Many of the notes are so discouraging that they would have sent a person with less faith than Fr. Hunt back to Salt Lake City with his tail between his legs, and one marvels that a vital Catholic community could ever have been created out of such recalcitrant material.  

Two similar notes, for example, report “Bad marriage to bigoted Mormon [there is no such thing as a bigoted Catholic, of course!]; will do nothing, will not have children . . . baptized; she expresses desire but says husband objects.”  

One man was “on mountain most of time [another was “in Colorado most of time”]; no good.”  

To Fr.
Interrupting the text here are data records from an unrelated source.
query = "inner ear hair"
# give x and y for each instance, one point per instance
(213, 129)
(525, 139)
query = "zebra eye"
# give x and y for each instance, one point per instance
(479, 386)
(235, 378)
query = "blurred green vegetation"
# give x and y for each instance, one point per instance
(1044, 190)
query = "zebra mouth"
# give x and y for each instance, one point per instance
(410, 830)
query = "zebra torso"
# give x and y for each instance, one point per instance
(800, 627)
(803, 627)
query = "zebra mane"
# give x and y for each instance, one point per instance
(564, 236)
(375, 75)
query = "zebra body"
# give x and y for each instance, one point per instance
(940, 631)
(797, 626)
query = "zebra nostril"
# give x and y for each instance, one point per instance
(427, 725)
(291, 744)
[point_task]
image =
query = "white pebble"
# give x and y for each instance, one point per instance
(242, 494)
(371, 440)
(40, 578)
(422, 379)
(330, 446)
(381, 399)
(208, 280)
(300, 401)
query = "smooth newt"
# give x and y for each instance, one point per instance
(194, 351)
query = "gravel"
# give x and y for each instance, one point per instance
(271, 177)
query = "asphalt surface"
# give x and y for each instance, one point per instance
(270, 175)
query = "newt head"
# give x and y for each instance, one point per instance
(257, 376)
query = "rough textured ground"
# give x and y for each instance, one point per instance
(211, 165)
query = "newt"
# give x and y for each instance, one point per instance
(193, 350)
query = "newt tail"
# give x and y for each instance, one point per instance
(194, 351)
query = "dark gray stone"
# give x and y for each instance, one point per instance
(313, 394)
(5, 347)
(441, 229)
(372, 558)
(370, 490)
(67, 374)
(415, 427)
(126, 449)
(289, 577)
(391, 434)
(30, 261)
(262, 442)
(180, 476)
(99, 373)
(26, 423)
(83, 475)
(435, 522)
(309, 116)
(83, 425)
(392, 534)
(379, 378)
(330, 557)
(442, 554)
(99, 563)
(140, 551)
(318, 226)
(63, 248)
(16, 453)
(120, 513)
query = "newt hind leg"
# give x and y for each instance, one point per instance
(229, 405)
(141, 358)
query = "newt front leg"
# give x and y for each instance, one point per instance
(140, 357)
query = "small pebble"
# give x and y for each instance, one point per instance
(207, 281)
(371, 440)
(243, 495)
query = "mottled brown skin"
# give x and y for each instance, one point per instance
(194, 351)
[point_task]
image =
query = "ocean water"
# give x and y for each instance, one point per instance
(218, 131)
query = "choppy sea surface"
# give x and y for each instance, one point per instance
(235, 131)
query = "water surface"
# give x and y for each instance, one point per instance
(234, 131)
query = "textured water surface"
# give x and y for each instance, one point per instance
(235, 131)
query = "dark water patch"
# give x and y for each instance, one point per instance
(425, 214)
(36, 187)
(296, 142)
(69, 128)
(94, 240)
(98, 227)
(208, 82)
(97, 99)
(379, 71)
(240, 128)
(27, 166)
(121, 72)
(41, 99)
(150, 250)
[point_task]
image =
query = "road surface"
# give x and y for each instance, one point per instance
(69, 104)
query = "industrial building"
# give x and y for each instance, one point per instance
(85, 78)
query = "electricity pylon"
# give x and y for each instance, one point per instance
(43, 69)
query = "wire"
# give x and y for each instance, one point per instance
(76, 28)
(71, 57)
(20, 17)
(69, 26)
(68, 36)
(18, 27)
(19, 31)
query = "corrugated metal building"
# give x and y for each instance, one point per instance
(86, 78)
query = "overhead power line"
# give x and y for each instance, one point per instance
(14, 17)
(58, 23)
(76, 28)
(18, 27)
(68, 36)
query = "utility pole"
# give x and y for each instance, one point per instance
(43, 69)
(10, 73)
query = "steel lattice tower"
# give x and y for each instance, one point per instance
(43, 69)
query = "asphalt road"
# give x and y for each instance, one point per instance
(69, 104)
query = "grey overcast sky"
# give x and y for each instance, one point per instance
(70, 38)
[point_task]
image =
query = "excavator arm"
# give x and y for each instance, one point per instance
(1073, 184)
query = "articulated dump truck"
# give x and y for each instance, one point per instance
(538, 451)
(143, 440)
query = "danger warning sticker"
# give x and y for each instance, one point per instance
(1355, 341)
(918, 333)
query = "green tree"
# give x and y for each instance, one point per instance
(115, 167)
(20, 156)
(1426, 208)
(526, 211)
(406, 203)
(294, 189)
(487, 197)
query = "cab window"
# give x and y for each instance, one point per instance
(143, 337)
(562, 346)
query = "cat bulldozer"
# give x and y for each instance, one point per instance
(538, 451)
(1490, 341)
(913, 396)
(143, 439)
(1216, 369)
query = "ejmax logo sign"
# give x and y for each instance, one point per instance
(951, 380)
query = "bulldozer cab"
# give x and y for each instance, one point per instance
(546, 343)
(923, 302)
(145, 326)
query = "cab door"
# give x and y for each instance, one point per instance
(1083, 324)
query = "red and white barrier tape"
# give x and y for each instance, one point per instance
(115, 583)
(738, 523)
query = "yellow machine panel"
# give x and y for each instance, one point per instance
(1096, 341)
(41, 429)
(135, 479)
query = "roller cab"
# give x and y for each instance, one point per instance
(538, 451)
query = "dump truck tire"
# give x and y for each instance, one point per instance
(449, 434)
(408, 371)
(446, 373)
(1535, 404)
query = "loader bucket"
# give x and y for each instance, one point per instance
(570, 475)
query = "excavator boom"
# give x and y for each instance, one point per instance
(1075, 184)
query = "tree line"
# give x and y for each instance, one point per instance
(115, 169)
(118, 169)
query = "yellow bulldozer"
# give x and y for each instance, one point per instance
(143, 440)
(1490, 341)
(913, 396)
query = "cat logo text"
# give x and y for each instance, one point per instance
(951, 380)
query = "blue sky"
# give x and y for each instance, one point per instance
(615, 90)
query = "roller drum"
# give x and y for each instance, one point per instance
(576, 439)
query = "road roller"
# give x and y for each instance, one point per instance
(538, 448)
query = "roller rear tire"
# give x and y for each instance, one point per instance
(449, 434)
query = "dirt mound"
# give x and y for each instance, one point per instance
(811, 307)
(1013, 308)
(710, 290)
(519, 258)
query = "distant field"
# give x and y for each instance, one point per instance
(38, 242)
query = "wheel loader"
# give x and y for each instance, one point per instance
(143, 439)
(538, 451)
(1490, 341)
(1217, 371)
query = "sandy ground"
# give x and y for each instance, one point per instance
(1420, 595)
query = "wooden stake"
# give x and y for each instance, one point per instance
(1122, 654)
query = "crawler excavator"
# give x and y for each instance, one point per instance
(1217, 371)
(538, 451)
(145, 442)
Hunt’s surprise, one woman was “peculiar; would prefer to go to Congregational Sunday School; needs careful study.”  

A favorite of mine is “in jail for bootlegging; lives nine miles southwest.  Never at Mass [jail would deter that!]. Mrs., five children.  Children uninstructed.”  

Another fellow is also listed as a bootlegger, indicating that the long arm of the law during Prohibition did not always extend very far into rural Utah.

Most common among the negative respondents, though, was simply religious indifference, which is probably what one would find among non-participating Catholics anywhere: “Acts sullen; avoids me; does not come to Mass.”  And “Has lost faith entirely; no good.”

One family was “all baptized, but wholly without faith or interest in the Church.” Some were more ambiguous: “Will not attend Mass; still has faith; had some trouble with Jesuits in college; this still rankles; contributes to support of priest.”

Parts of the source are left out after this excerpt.